Sermon preached on the 3rd Sunday of Easter at the Church of St. Luke & St. Simon Cyrene: Acts 3:12-19, 1 John 3:1-7, Luke 24:36b-48
Last week in her sermon and her presentation after the late Service, Canon Denise Yarborough spoke about her experience traveling in Israel and Palestine. She was, as many I believe rightfully are, critical of the Israeli government in their policies toward and treatment of the Palestinians. She carefully said that she was aware that such criticism can only be leveled when we Christians are honest about our own history of dealing with the Jews.
This morning we are confronted with that history head on by the first reading. The Apostle Peter says,
But you rejected the Holy and Righteous One and asked to have a murderer given to you, and you killed the Author of life…
Peter uttered these words in a hot-headed sermon recorded in the Acts of the Apostles and they have caused nothing but mischief down through the ages. People have heard them and been incited to prejudice against, even hatred of, the Jews as “Christ killers.”
Pogroms have followed these words in which hundreds of thousands have had their lives destroyed, and this eventuated in the greatest pogrom of all, the genocide of what we call “the Holocaust,” where millions lost their lives.
There’s no way around it, the church is deeply implicated in this prejudice and violence. If we did not directly instigate it, we passively let it happen. This is to our eternal shame.
We must say now loudly and clearly that anti-Judaism has no place among Christians. It is a pernicious sin that we must root out from our lives.
Jews are our brothers and sisters in faith. We may disagree about whether Jesus is the Messiah or not, but there is a vast heritage we hold in common. Our attitude toward Jewish people ought to be nothing other than respect.
Peter’s hot-headed sermon is unfortunately the first in many a proclamation by the Church that forgot and still forgets the attitude of Jesus himself and the mission to which he has called us.
When Jesus meets the disciples after his death and resurrection he does not come to them with blame and chastisement, even though he had every reason and right to do so. He comes bringing peace and the desire to renew relationship. More than that, he comes with trust, asking these very ones who have betrayed and abandoned him to carry on his mission.
And what is this mission other than to carry his peace, forgiveness and trust to the world? In our Gospel reading this morning it says that this message of “repentance and forgiveness of sins is to be proclaimed in his name to all nations.”
But wasn’t Peter just emphasizing his hearers need for repentance? Didn’t those who worked for Jesus’ death need to repent? Yes, they did, but his attempt to bring them to repentance was not Jesus’ style. Jesus’ style was to love and forgive first, believing that the response to love and forgiveness is a change of heart. In fact I would characterize Jesus’ definition of repentance to be a change of heart and mind. Peter’s is more about establishing guilt. There is a vast difference.

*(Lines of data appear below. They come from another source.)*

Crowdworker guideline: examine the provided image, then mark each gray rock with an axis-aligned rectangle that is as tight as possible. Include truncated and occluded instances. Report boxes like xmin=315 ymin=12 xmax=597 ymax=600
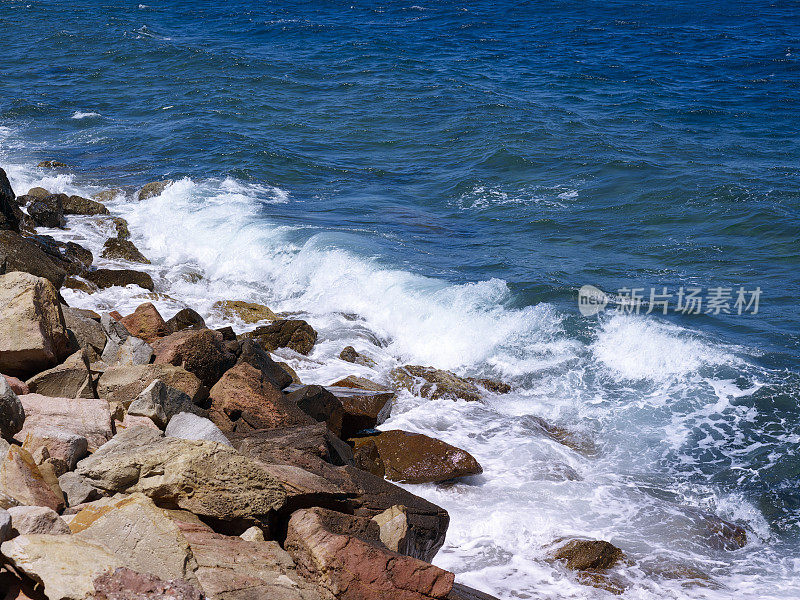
xmin=128 ymin=379 xmax=198 ymax=428
xmin=164 ymin=412 xmax=231 ymax=446
xmin=7 ymin=506 xmax=72 ymax=536
xmin=0 ymin=375 xmax=25 ymax=440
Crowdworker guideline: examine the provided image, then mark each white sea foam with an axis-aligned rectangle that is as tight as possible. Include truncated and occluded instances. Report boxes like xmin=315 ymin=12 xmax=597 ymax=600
xmin=7 ymin=154 xmax=800 ymax=600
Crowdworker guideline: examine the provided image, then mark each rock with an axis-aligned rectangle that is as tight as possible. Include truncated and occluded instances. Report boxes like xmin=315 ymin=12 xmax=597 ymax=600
xmin=153 ymin=329 xmax=236 ymax=388
xmin=85 ymin=269 xmax=155 ymax=292
xmin=128 ymin=379 xmax=198 ymax=426
xmin=245 ymin=319 xmax=317 ymax=354
xmin=120 ymin=302 xmax=169 ymax=344
xmin=339 ymin=346 xmax=375 ymax=368
xmin=22 ymin=432 xmax=88 ymax=471
xmin=0 ymin=231 xmax=67 ymax=289
xmin=0 ymin=377 xmax=25 ymax=440
xmin=164 ymin=308 xmax=206 ymax=335
xmin=0 ymin=169 xmax=19 ymax=231
xmin=138 ymin=179 xmax=172 ymax=201
xmin=0 ymin=442 xmax=64 ymax=511
xmin=390 ymin=365 xmax=490 ymax=401
xmin=61 ymin=305 xmax=108 ymax=356
xmin=328 ymin=376 xmax=396 ymax=439
xmin=16 ymin=394 xmax=113 ymax=450
xmin=237 ymin=339 xmax=292 ymax=390
xmin=353 ymin=430 xmax=483 ymax=483
xmin=209 ymin=363 xmax=313 ymax=433
xmin=0 ymin=375 xmax=30 ymax=395
xmin=551 ymin=539 xmax=623 ymax=571
xmin=285 ymin=508 xmax=454 ymax=600
xmin=164 ymin=412 xmax=231 ymax=446
xmin=214 ymin=300 xmax=278 ymax=325
xmin=286 ymin=385 xmax=344 ymax=436
xmin=69 ymin=494 xmax=197 ymax=583
xmin=0 ymin=272 xmax=69 ymax=376
xmin=28 ymin=194 xmax=67 ymax=229
xmin=0 ymin=534 xmax=122 ymax=600
xmin=91 ymin=567 xmax=205 ymax=600
xmin=63 ymin=196 xmax=108 ymax=215
xmin=75 ymin=427 xmax=286 ymax=525
xmin=97 ymin=365 xmax=208 ymax=407
xmin=58 ymin=471 xmax=100 ymax=506
xmin=0 ymin=508 xmax=11 ymax=540
xmin=27 ymin=350 xmax=97 ymax=398
xmin=101 ymin=238 xmax=150 ymax=265
xmin=8 ymin=506 xmax=72 ymax=536
xmin=27 ymin=187 xmax=50 ymax=199
xmin=182 ymin=527 xmax=320 ymax=600
xmin=111 ymin=217 xmax=131 ymax=240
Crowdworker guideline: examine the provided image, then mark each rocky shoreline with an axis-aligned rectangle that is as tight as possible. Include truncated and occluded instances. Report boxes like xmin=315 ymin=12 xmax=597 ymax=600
xmin=0 ymin=165 xmax=746 ymax=600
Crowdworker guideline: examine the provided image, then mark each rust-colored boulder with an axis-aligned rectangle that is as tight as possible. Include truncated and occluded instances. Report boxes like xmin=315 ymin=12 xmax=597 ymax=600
xmin=285 ymin=508 xmax=454 ymax=600
xmin=152 ymin=329 xmax=236 ymax=388
xmin=209 ymin=362 xmax=314 ymax=432
xmin=245 ymin=319 xmax=317 ymax=354
xmin=120 ymin=302 xmax=167 ymax=345
xmin=353 ymin=429 xmax=483 ymax=483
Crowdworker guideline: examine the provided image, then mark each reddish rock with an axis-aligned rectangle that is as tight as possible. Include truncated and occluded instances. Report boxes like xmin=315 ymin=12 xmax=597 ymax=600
xmin=152 ymin=329 xmax=236 ymax=388
xmin=285 ymin=508 xmax=454 ymax=600
xmin=209 ymin=363 xmax=314 ymax=432
xmin=90 ymin=567 xmax=205 ymax=600
xmin=119 ymin=302 xmax=167 ymax=345
xmin=353 ymin=430 xmax=483 ymax=483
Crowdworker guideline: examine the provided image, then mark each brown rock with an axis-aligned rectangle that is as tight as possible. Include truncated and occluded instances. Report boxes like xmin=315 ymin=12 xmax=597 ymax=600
xmin=90 ymin=567 xmax=205 ymax=600
xmin=85 ymin=269 xmax=155 ymax=292
xmin=209 ymin=363 xmax=313 ymax=432
xmin=285 ymin=508 xmax=454 ymax=600
xmin=120 ymin=302 xmax=168 ymax=345
xmin=353 ymin=430 xmax=483 ymax=483
xmin=153 ymin=329 xmax=236 ymax=388
xmin=214 ymin=300 xmax=278 ymax=324
xmin=0 ymin=272 xmax=69 ymax=376
xmin=16 ymin=394 xmax=113 ymax=451
xmin=101 ymin=238 xmax=150 ymax=265
xmin=245 ymin=319 xmax=317 ymax=354
xmin=97 ymin=365 xmax=208 ymax=407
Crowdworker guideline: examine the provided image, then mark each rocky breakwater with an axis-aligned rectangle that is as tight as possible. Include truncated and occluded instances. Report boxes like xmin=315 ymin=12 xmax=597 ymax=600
xmin=0 ymin=170 xmax=506 ymax=600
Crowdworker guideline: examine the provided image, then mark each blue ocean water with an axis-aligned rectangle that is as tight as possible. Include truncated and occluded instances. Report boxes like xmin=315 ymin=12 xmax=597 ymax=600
xmin=0 ymin=0 xmax=800 ymax=598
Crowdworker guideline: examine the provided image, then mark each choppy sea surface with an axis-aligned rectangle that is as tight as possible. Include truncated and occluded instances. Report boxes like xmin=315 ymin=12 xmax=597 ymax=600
xmin=0 ymin=0 xmax=800 ymax=600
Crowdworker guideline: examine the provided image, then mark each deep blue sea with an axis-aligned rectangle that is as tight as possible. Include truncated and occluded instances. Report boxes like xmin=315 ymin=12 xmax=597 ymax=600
xmin=0 ymin=0 xmax=800 ymax=600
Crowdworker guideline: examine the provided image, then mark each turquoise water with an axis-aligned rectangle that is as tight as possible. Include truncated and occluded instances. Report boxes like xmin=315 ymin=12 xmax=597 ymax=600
xmin=0 ymin=1 xmax=800 ymax=598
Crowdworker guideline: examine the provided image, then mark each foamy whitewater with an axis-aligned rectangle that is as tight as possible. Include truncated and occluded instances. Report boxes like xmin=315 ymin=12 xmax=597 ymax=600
xmin=3 ymin=149 xmax=800 ymax=600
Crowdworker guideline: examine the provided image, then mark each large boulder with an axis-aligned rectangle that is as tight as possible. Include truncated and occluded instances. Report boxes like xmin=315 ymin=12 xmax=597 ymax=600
xmin=0 ymin=230 xmax=67 ymax=289
xmin=214 ymin=300 xmax=278 ymax=325
xmin=97 ymin=365 xmax=208 ymax=407
xmin=0 ymin=169 xmax=19 ymax=231
xmin=284 ymin=508 xmax=454 ymax=600
xmin=390 ymin=365 xmax=511 ymax=401
xmin=0 ymin=377 xmax=25 ymax=440
xmin=0 ymin=272 xmax=69 ymax=377
xmin=76 ymin=427 xmax=286 ymax=525
xmin=84 ymin=269 xmax=155 ymax=292
xmin=61 ymin=192 xmax=109 ymax=215
xmin=16 ymin=394 xmax=113 ymax=451
xmin=209 ymin=363 xmax=313 ymax=432
xmin=244 ymin=319 xmax=317 ymax=354
xmin=119 ymin=302 xmax=168 ymax=344
xmin=153 ymin=329 xmax=236 ymax=388
xmin=100 ymin=238 xmax=150 ymax=265
xmin=353 ymin=430 xmax=483 ymax=483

Even John, who had some very tough things to say about sin, knew that people had to have hope before they could repent. “All who have this hope in him purify themselves, just as he is pure.” And what is that hope? “Beloved, we are God’s children now…we will be like him, for we will see him as he is.”
It is that hope that John knows is the motivator for living the life without sin that he desperately wants the members of his community to live. God loves first, always, always, God loves first.
It may seem that I have gone out on quite a limb to say basically that St. Peter was wrong in his approach. Isn’t this Scripture I’m talking about? Isn’t it arrogant to say something in Scripture is wrong?
It can be, yes. But we do have a way to judge even Scripture against itself. Luke gives it to us both in this Easter story we just heard and the one immediately prior to it.
You’ll remember the story that comes right before this. Two disciples are walking down the road, leaving Jerusalem in dismay after Jesus’ death. They meet Jesus on the road but they do not know it is him. While they walk along we are told that Jesus “beginning with Moses and all the prophets…interpreted to them the things about himself in all the scriptures.” In today’s reading we are told that “he opened their minds to understand the scriptures.”
Luke is telling us that Jesus is the interpreter of Scripture for us. We understand it all through him. He is the test for the truth of all Scripture. On that basis I can say that I believe Peter was wrong in his approach with his fellow Jews. I do not believe he was using Jesus’ approach, and the proof is in the pudding, as they say: centuries of horrific persecution that no one can possibly say is in line with Jesus’ teaching or way of life.
We must be “Jesus smart” when we read the Bible. We must let Jesus open our minds to understand the Scriptures.
We do so as God’s beloved children. This too is the message to be proclaimed to all people.
See what love the Father has for us, that we should be called children of God; and that is what we are.
The good news is that we are God’s children just because that is what God calls us, not because of anything we have or have not done.
And that is the “Jesus attitude” we need to bring to our relationship with all people, including, and perhaps especially, our Jewish brothers and sisters.